“[The event] is covering a lot of elements farmers can take away from today and implement into their systems this afternoon and see a difference straight away,” DairyNZ project manager for Milksmart Chris Leach told Dairy News at the Morrinsville event.
“For example, looking at routines, we look at the most efficient way to milk a herringbone, for example, and go through that process. In a lot of instances we are seeing a lot of people knocking [30-60 minutes] off their milking time just by changing the order in which they cup cows,” says Leach.
“So that’s an hour a day saving; farmers can use it to do more work around the farm or get home earlier and have time with the kids, or catch fish or whatever. So it is making a real difference on farm straight away.
“We keep it simple, keep it practical. What we tend to see is farmers have learnt milking from their fathers or sort of a ‘this is how we do it here’ approach but they never get the opportunity to go off farm and see someone else milk cows. So those habits keep following on from generation to generation.
“What we are saying here is come and see how everybody else is doing it, see how you might be able to change your systems or tweak it in different ways and speed things up. We have yet to find a farmer who wants to spend more time milking cows.”

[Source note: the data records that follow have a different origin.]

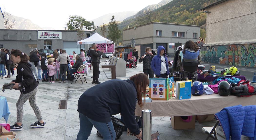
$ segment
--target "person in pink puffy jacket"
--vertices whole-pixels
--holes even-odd
[[[55,71],[55,68],[56,66],[56,62],[54,63],[53,62],[49,61],[48,62],[48,65],[47,65],[47,68],[49,70],[49,76],[50,77],[50,82],[51,83],[55,83],[54,82],[54,74],[56,73]]]

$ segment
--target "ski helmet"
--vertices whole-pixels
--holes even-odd
[[[191,87],[191,94],[195,96],[203,95],[204,92],[204,86],[201,82],[195,81],[193,82],[193,86]]]
[[[237,68],[233,66],[229,68],[229,70],[230,72],[230,75],[233,76],[237,72]]]
[[[222,96],[228,96],[230,95],[232,87],[231,85],[226,81],[222,81],[218,85],[218,93]]]

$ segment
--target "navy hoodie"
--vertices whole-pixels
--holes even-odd
[[[164,55],[165,55],[165,49],[163,46],[159,46],[157,47],[157,55],[153,58],[151,62],[151,68],[152,69],[154,73],[157,76],[160,76],[161,72],[161,56],[160,56],[160,51],[163,49],[165,50]],[[167,68],[166,74],[168,75],[170,73],[169,69],[168,68],[168,59],[165,56],[165,64]]]
[[[111,121],[111,115],[121,113],[125,126],[138,135],[140,130],[134,115],[137,95],[132,81],[111,80],[84,92],[79,98],[77,110],[93,120],[104,123]]]

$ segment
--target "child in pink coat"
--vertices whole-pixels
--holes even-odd
[[[49,70],[49,77],[50,77],[50,82],[51,83],[55,83],[54,82],[54,74],[56,73],[55,71],[55,68],[56,67],[56,63],[52,62],[49,61],[48,62],[48,65],[47,67]]]

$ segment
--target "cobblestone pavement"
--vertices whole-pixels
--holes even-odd
[[[105,63],[102,59],[102,64]],[[137,68],[127,69],[127,77],[137,73],[143,73],[142,64],[138,63]],[[99,81],[103,82],[109,80],[101,68]],[[104,69],[107,70],[107,69]],[[16,71],[15,72],[15,73]],[[37,103],[41,110],[44,121],[46,122],[44,128],[33,129],[29,125],[37,121],[34,112],[28,101],[24,105],[24,114],[23,123],[23,130],[17,131],[17,137],[21,140],[74,140],[79,129],[79,117],[77,111],[77,103],[80,96],[85,91],[95,85],[91,83],[92,71],[88,71],[86,77],[87,83],[84,84],[79,80],[71,84],[71,82],[66,84],[50,83],[40,82],[39,89],[37,94]],[[16,74],[15,74],[15,76]],[[15,78],[0,79],[0,85],[9,83]],[[127,78],[122,79],[124,80]],[[11,125],[16,121],[16,103],[19,98],[19,91],[6,90],[4,92],[0,92],[0,96],[5,97],[8,102],[10,114],[7,123]],[[60,100],[67,100],[67,109],[59,109]],[[120,118],[119,114],[116,116]],[[152,133],[158,131],[161,139],[205,139],[207,135],[202,131],[203,126],[213,126],[215,122],[201,124],[197,122],[194,129],[174,130],[172,128],[170,119],[167,117],[153,117],[152,120]],[[5,123],[3,118],[0,119],[0,123]],[[102,140],[96,134],[97,130],[93,127],[89,139]],[[133,140],[134,136],[127,136],[125,132],[119,139]]]

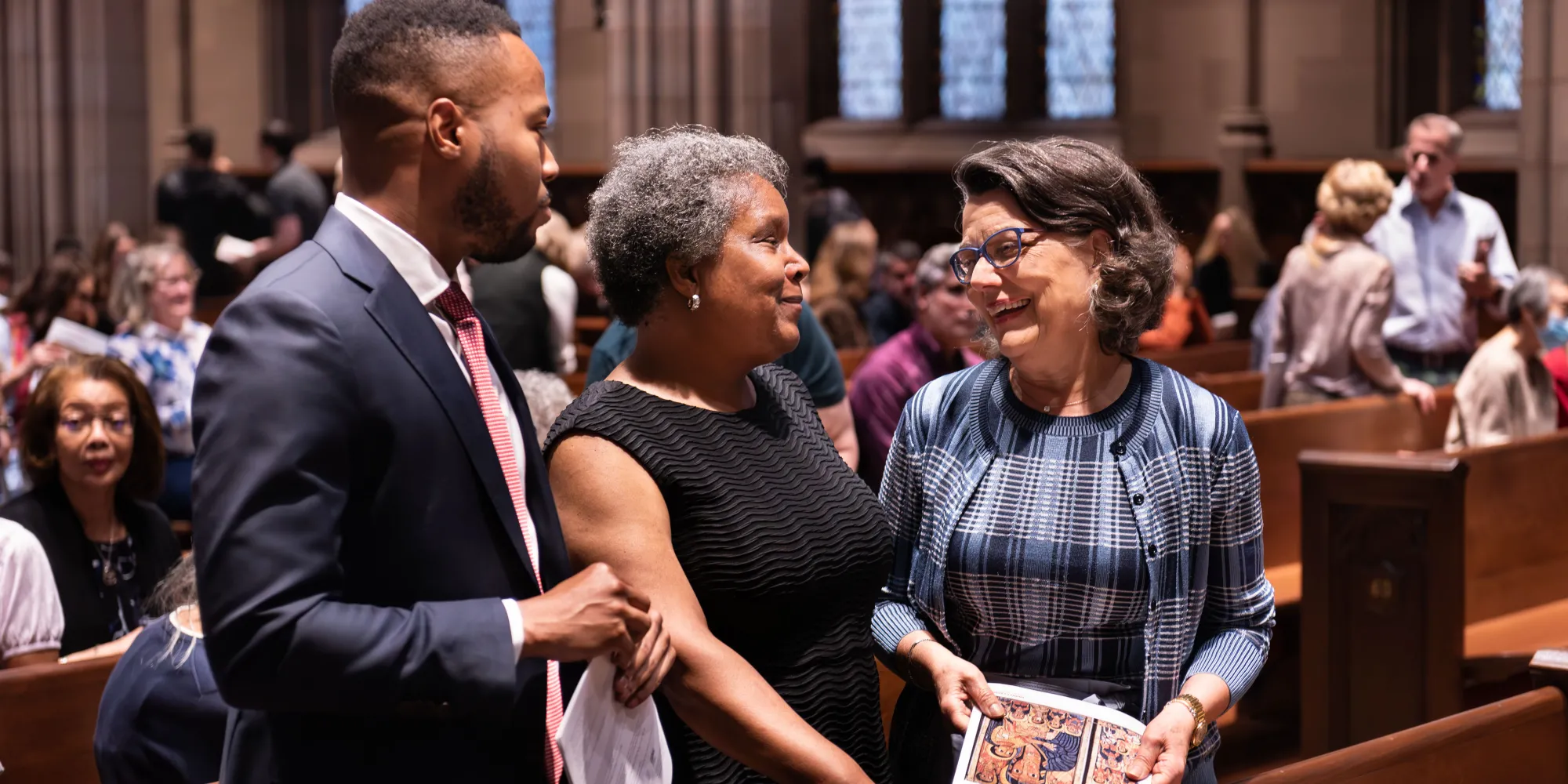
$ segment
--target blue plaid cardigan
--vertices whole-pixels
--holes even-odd
[[[1221,677],[1234,704],[1269,655],[1275,616],[1258,461],[1240,414],[1174,370],[1148,365],[1148,390],[1112,444],[1148,554],[1143,721],[1195,673]],[[1011,420],[989,403],[1007,368],[993,359],[927,384],[894,434],[881,486],[894,569],[872,619],[894,671],[903,671],[894,649],[909,632],[955,648],[946,626],[947,546],[997,444],[1018,442]],[[1217,746],[1212,732],[1195,757]]]

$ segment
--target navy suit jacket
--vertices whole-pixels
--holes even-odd
[[[549,590],[571,566],[546,464],[485,345]],[[193,419],[224,784],[543,781],[544,660],[514,659],[499,601],[539,585],[500,461],[428,312],[340,212],[218,318]]]

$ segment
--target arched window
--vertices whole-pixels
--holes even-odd
[[[996,119],[1007,111],[1007,0],[942,2],[942,116]]]
[[[1046,107],[1051,119],[1116,114],[1115,0],[1046,2]]]
[[[370,5],[372,0],[343,0],[345,16]],[[555,0],[506,0],[506,13],[522,27],[522,42],[528,44],[544,66],[544,89],[555,105]]]
[[[1490,110],[1519,108],[1519,71],[1524,67],[1519,47],[1523,16],[1523,0],[1486,0],[1486,67],[1480,75],[1479,97]]]
[[[839,116],[903,114],[902,0],[839,0]]]

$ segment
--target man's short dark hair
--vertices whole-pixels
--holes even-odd
[[[293,125],[287,119],[270,121],[262,127],[262,146],[271,147],[279,158],[293,155],[293,147],[299,140],[293,135]]]
[[[332,105],[340,119],[398,88],[430,88],[442,67],[470,60],[474,44],[522,38],[517,22],[485,0],[375,0],[348,17],[332,49]]]

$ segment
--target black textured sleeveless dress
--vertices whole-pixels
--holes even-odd
[[[806,387],[776,365],[751,372],[739,412],[633,386],[588,387],[550,428],[615,442],[659,485],[681,568],[707,626],[817,732],[886,782],[872,605],[892,568],[877,495],[839,458]],[[676,782],[767,781],[707,745],[662,696]]]

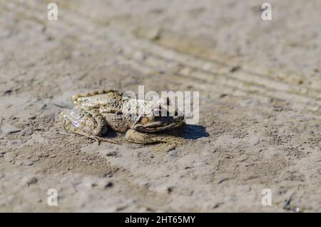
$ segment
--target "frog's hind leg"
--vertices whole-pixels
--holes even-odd
[[[107,132],[108,124],[99,113],[88,113],[74,109],[70,112],[61,112],[59,118],[66,131],[94,139],[98,144],[100,141],[118,143],[101,137]]]

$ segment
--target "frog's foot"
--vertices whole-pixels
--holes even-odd
[[[117,143],[100,136],[107,132],[108,125],[99,113],[74,109],[70,112],[60,113],[59,119],[66,131],[91,138],[98,143],[100,141]]]
[[[141,144],[168,143],[164,138],[158,137],[156,134],[141,133],[135,129],[128,130],[125,138],[129,142]]]
[[[109,90],[103,90],[103,91],[93,91],[93,92],[88,92],[88,93],[86,93],[86,94],[76,94],[74,96],[73,96],[71,98],[71,100],[72,102],[74,102],[76,101],[77,101],[77,99],[78,98],[82,98],[82,97],[90,97],[90,96],[93,96],[96,95],[99,95],[99,94],[108,94],[108,93],[119,93],[121,94],[119,91],[113,90],[113,89],[109,89]]]

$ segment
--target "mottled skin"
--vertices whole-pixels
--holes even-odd
[[[98,142],[111,143],[116,142],[102,137],[109,128],[126,133],[125,138],[130,142],[148,144],[165,141],[150,133],[173,128],[184,123],[183,115],[178,114],[180,113],[170,105],[168,99],[165,103],[139,103],[143,113],[129,108],[133,100],[124,99],[122,93],[113,90],[76,95],[71,98],[75,104],[73,109],[61,113],[59,117],[65,129]]]

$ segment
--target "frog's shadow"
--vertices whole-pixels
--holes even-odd
[[[178,129],[166,131],[166,133],[185,139],[198,139],[210,136],[210,134],[206,131],[205,127],[193,124],[184,125]]]

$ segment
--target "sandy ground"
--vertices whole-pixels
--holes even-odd
[[[0,211],[321,211],[320,1],[270,1],[270,21],[262,1],[61,0],[56,21],[49,2],[0,1]],[[57,121],[74,94],[138,85],[200,91],[183,145]]]

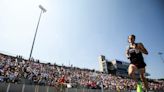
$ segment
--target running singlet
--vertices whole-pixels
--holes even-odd
[[[137,45],[138,44],[136,43],[136,46]],[[128,53],[131,64],[134,64],[138,69],[144,68],[146,66],[142,53],[139,50],[129,46]]]

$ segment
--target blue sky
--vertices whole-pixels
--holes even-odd
[[[163,0],[0,0],[0,51],[29,57],[42,4],[32,56],[41,62],[99,69],[98,56],[125,57],[127,37],[136,35],[150,78],[164,78]],[[163,55],[164,57],[164,55]]]

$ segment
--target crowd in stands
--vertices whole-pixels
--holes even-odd
[[[135,81],[111,74],[80,69],[73,66],[59,66],[40,63],[39,60],[25,60],[21,56],[0,54],[0,82],[67,87],[105,89],[135,89]],[[164,90],[164,81],[149,81],[150,90]]]

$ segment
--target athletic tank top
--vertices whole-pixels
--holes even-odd
[[[138,44],[136,43],[136,46]],[[142,56],[142,52],[140,52],[138,49],[135,49],[135,48],[131,48],[129,46],[129,49],[128,49],[128,53],[129,53],[129,59],[130,59],[130,62],[132,64],[142,64],[144,63],[144,59],[143,59],[143,56]]]

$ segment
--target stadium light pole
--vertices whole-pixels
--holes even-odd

By mid-afternoon 160 people had turned up to the MilkSmart workshop more were expected at sessions going into the early evening as 190 had registered. “We tend to get the junior staff coming to the morning sessions until about 1pm then they are off milking cows, then we get the managers coming along in the afternoon for the second lot of sessions,” says Leach.
“We are really pleased with the turnout; we have run three events so far… before Christmas at Massey (Palmerston North), and just north of Whangarei; they averaged 140 which was really good.
“This is the third year we have run these; this is a four-year programme and each year it is getting bigger and bigger; it’s getting a good reputation.”
DairyNZ has six more large MilkSmart events: this week in Kihikihi and Reporoa then moving to the South Island for four more. Then it will run three more smaller events with SMASH on the West Coast.
Leach says the feedback is that farmers love them. “It’s just practical; we are not talking about big cost changes, but about putting in procedures so everyone on the farm knows what order things are done and getting away from reliance on one key person with simple, straightforward procedures so everybody knows what is expected of them and what is done in what order. It’s not rocket science, just good sound management of milking.”